|
Getting your Trinity Audio player ready...
|
Bill Ackman’s hopes of achieving his first positive year in four are hanging in the balance after a stock market rout that eliminated the 17 per cent gain his hedge fund held earlier this year.
Mr Ackman’s Pershing Square Holdings has become the latest casualty as activist hedge funds limp towards the finish of a disappointing year, in which they have posted losses overall and barely beaten the US equity market.
Pershing Square slumped 8.5 per cent in October as concerns over global growth and rising interest rates hit markets, and it was down another 9.5 per cent this month as of Tuesday, leaving it just above flat with returns of 0.7 per cent for the year. In mid-September it was up 16.9 per cent.
The fund is beating Hedge Fund Research’s Activist Index, however. The index was down just over 6 per cent for the year to the end of November. (Pershing Square was still showing an 11.3 per cent gain at the same point.)
The disappointing overall performance of activist hedge funds masks a wide array of returns this year. Corvex Capital, Keith Meister’s fund, is one of the best performers, with returns of about 6 per cent, said people who have see the figures. David Einhorn’s Greenlight Capital is on course to be one of the worst, down nearly 28 per cent at the end of November.
Performance elsewhere has been mixed: Dan Loeb’s Third Point was down about 5.2 per cent as of the end of November; ValueAct is down slightly; and Scott Ferguson’s Sachem Head is down roughly 4.6 per cent. Jana Partners is said to be up slightly, said investors who have seen the returns data.
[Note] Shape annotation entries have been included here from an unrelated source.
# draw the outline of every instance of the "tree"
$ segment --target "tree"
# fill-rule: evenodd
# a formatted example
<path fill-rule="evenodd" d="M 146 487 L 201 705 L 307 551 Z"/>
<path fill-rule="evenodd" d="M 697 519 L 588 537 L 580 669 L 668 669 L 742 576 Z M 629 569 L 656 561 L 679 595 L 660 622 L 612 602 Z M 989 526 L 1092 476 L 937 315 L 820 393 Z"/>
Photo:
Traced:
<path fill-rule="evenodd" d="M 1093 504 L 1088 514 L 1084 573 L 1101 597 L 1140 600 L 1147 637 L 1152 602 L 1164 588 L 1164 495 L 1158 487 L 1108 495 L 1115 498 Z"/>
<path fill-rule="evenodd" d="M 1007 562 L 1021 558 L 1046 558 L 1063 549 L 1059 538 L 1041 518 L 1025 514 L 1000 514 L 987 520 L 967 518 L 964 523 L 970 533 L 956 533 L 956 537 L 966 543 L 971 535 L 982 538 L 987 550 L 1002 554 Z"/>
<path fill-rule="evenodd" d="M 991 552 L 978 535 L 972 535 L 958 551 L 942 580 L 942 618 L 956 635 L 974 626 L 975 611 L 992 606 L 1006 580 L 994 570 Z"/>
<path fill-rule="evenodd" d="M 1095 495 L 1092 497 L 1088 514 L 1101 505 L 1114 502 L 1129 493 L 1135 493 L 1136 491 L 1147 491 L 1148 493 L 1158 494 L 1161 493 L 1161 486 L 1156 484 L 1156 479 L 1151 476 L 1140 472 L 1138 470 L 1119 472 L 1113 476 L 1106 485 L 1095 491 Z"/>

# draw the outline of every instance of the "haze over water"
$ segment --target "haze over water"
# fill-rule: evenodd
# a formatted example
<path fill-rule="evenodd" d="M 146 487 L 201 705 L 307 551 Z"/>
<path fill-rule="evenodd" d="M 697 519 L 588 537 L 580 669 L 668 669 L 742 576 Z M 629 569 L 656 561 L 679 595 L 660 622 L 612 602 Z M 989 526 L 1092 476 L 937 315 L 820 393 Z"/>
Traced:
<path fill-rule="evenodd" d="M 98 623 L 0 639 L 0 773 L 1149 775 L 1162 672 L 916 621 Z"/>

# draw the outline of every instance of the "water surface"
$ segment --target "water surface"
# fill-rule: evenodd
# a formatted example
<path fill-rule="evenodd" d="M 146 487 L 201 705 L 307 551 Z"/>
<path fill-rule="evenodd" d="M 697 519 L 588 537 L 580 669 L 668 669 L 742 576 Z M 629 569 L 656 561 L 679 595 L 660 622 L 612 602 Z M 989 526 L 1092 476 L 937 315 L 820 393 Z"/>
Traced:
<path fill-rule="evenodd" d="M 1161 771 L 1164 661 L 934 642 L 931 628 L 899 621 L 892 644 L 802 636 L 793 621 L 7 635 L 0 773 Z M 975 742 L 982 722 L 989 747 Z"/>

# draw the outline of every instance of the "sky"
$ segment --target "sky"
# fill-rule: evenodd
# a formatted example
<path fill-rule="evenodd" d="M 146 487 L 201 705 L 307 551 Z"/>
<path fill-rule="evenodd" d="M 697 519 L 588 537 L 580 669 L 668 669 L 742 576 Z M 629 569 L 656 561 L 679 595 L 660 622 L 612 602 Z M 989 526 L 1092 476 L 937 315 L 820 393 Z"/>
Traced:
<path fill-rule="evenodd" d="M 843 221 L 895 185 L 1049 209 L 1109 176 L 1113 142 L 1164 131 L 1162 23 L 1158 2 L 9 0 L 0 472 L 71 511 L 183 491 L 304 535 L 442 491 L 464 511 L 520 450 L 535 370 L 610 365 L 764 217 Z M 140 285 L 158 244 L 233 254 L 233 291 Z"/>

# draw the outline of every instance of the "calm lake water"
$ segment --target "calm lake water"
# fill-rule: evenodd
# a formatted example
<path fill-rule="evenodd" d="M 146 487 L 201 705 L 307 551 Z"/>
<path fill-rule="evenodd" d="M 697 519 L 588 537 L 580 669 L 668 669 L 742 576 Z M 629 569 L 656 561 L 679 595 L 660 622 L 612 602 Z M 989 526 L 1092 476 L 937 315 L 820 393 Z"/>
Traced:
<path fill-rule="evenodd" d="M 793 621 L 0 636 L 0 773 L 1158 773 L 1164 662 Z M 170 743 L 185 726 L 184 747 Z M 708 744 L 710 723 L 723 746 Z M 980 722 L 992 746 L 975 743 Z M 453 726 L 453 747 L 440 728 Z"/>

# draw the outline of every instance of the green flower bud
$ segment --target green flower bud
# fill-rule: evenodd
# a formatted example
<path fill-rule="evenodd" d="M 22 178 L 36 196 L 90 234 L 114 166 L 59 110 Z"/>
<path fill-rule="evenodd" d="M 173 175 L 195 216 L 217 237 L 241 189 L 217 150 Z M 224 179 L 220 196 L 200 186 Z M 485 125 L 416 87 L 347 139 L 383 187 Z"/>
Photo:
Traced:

While a few of Pershing Square’s investments — ADP, Chipotle and Platform Specialty Products — are up on the year overall, each of the fund’s main holdings are down this month. Pershing has been hit particularly hard by a drop in the share prices of Fannie Mae and Freddie Mac, the mortgage finance giants, each of which are down more than 50 per cent year-to-date as hopes of reform of the US housing market have been dashed.
After drops of 1.6 per cent in 2017, 9.6 per cent in 2016, and 16.2 per cent in 2015, this may still end up being the first year for Pershing Square with positive returns since 2014.
One of its most recent stakes, in Starbucks, has fared better, though it, too, is down this month.
Hedge funds are struggling through one of their worst periods since the financial crisis. Over the past three months, credit and stock markets, oil prices and the dollar have all taken hits.
October and November’s performance, when hedge funds were down 3.4 per cent, was the worst consecutive two-month period for hedge funds since August and September of 2011, when returns were negative 6.4 per cent, according to data from eVestment, the data provider.